High blood sugar over a sustained period of time puts a strain on the body, leading to obesity insulin resistance and, ultimately, diabetes, said Dr Ben Ng, consultant physician and endocrinologist at Arden Endocrinology Specialist Clinic.

In diabetics, it damages nerves, blood vessels and organs, which contributes to complications such as blindness and kidney damage.

People who consume a lot of sugar tend to overeat because, unlike high-protein or high-fat foods, a high-sugar diet impairs the body’s ability to feel full, said Ms Riddell.

High blood sugar levels cause the brain to become intolerant to a hormone known as leptin, also known as the satiety hormone. “Sugar tells the brain, ‘Oh, this tastes nice’, and the person ends up eating more than necessary,” she said.

The quick release of neurotransmitters such as dopamine after consuming a high amount of sugar also results in the person feeling ‘‘good” for a short period of time, said Dr Ng.

“The problem with this sugar rush … is that it could result in a sugar ‘addiction’ in the long term. Repeated exposure blunts the neurotransmitter response, and the person needs more and more sugar to get the same feel-good effect,” he said.

 

DON’T START THEM YOUNG

 

For this reason, Ms Riddell warned parents against starting their children early on high-sugar foods.

“Excessive sugar consumption may not show in their bodies yet, but once children get started on the habit, it’s going to be hard to get rid of it,” she said.

Ms Ong believes it is not sugar itself that causes the addictive behaviour, but a person’s relationship with it.

Studies have shown that comfort- eating, poor diet and lifestyle choices tend to increase when people are stressed or worn out, added Dr Ng.

“The same food item won’t pose a problem to someone with a healthy relationship with food. I believe a lot of the food addiction behaviours stem from growing up in an environment where food is used as a soothing mechanism,” said Ms Ong.

She advised those who have trouble cutting down on their high sugar intake to seek professional support.

“Eating is not something you can stop doing completely. With drugs or alcohol, you can (go cold turkey) but what do you do with food? We usually recommend our clients see a nutritionist together with their counselling sessions. Those who do usually have a better chance of dealing with it,” added Ms Ong.
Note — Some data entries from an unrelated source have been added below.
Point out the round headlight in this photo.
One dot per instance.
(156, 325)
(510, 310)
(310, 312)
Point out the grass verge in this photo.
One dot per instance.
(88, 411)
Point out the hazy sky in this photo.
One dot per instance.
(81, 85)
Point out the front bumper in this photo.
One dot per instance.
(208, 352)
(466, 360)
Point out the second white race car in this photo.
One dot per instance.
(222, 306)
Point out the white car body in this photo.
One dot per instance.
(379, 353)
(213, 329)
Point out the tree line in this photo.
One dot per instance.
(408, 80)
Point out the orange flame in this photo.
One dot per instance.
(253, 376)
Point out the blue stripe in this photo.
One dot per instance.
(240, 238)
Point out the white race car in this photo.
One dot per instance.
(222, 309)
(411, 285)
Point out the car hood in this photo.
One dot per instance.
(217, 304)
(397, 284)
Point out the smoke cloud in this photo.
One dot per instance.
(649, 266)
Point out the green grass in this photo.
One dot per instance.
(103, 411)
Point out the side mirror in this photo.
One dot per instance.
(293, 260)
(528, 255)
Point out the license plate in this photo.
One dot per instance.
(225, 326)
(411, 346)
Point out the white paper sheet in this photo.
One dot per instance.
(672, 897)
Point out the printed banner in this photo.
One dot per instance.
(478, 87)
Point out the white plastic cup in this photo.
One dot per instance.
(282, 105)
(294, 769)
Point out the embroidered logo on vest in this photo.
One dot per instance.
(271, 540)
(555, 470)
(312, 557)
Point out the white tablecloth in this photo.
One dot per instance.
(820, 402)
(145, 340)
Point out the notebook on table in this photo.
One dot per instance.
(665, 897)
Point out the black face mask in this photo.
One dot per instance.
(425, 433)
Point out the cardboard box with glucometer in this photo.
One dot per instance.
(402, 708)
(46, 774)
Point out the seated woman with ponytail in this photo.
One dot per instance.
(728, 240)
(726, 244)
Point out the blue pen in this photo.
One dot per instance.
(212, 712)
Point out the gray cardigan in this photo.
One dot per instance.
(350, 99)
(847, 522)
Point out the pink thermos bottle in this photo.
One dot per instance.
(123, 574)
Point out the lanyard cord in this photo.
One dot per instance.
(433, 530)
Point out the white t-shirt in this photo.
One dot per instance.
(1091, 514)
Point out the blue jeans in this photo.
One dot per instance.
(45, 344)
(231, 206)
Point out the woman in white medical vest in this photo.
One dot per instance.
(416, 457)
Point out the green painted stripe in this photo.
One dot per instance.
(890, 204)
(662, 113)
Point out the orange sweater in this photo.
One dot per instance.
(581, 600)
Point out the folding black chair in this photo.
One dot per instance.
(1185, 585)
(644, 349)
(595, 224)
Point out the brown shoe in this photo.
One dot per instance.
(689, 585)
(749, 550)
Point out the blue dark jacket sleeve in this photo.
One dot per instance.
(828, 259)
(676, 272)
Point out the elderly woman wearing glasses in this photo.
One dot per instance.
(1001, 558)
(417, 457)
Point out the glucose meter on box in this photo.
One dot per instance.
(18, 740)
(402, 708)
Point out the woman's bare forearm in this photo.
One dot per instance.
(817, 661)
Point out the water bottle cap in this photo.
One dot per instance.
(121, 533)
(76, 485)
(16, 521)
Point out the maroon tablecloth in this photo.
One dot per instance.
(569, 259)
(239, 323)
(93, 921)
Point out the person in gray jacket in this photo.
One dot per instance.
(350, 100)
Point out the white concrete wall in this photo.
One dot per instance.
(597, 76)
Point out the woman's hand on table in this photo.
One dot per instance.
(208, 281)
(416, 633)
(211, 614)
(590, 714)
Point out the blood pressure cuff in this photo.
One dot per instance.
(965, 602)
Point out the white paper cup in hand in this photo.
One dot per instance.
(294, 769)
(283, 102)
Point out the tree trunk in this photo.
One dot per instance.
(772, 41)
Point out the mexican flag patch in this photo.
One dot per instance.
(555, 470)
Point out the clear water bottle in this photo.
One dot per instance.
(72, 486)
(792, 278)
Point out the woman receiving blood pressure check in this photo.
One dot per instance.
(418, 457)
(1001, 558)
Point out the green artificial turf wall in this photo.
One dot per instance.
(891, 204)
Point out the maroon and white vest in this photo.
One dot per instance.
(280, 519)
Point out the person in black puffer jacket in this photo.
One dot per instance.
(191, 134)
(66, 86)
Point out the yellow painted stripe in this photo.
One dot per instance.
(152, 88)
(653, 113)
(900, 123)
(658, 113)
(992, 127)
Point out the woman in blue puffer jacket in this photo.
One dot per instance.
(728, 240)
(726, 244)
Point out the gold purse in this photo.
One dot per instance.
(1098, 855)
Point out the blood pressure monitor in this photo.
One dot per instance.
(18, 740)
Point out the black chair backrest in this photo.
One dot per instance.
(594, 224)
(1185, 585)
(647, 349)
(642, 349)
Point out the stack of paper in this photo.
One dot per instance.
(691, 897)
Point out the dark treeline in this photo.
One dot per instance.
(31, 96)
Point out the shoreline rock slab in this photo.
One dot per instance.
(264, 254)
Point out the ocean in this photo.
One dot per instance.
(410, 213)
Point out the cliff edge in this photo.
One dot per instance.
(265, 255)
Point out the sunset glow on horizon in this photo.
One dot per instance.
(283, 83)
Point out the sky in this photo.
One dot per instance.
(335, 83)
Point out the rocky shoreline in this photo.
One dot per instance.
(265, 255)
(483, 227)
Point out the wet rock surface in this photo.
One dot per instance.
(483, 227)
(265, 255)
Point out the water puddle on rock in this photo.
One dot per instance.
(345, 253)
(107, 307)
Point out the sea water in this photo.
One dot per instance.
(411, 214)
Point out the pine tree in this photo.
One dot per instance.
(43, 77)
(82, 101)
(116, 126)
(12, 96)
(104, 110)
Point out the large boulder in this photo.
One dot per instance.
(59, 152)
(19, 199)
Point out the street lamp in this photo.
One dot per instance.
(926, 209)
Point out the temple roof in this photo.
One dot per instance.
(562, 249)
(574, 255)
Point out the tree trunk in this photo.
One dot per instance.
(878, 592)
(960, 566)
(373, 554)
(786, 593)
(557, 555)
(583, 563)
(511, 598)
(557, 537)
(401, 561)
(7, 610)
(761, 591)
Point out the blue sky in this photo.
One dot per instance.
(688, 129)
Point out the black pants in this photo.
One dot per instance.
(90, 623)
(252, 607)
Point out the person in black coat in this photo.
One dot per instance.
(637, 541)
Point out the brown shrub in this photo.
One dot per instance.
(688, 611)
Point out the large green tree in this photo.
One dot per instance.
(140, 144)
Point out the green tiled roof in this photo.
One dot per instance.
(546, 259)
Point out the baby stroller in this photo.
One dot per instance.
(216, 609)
For Mr Jeyaseelan, a near-fatal health scare five years ago hardened his resolve to cut down on sugar as well as food portions. After a heart bypass, severe complications set in due to his poorly managed blood sugar levels and other health issues.

“I experienced poor healing and my sternum (breastbone) had to be removed due to the complications. I spent four months in hospital. That was my wake-up call. But my sugar cravings at the time were so bad that I could not cut down on my intake even though I knew it would eventually kill me,” he said.

Five years on, with support from his doctor, Mr Jeyaseelan has drastically cut down on his coffee and condensed milk intake. Canned drinks are now a monthly indulgence. This week, he will also start using a Flash Glucose Monitoring system, which includes a sensor worn on the arm that is wirelessly connected to a touchscreen device, to maintain his blood sugar more effectively.

“I don’t want to go blind or lose my toes to diabetes. Eventually, I intend to totally cut out added sugar from my coffee. Strangely, I feel so much more energetic now that I’ve cut down on my sugar intake and food portions,” he said.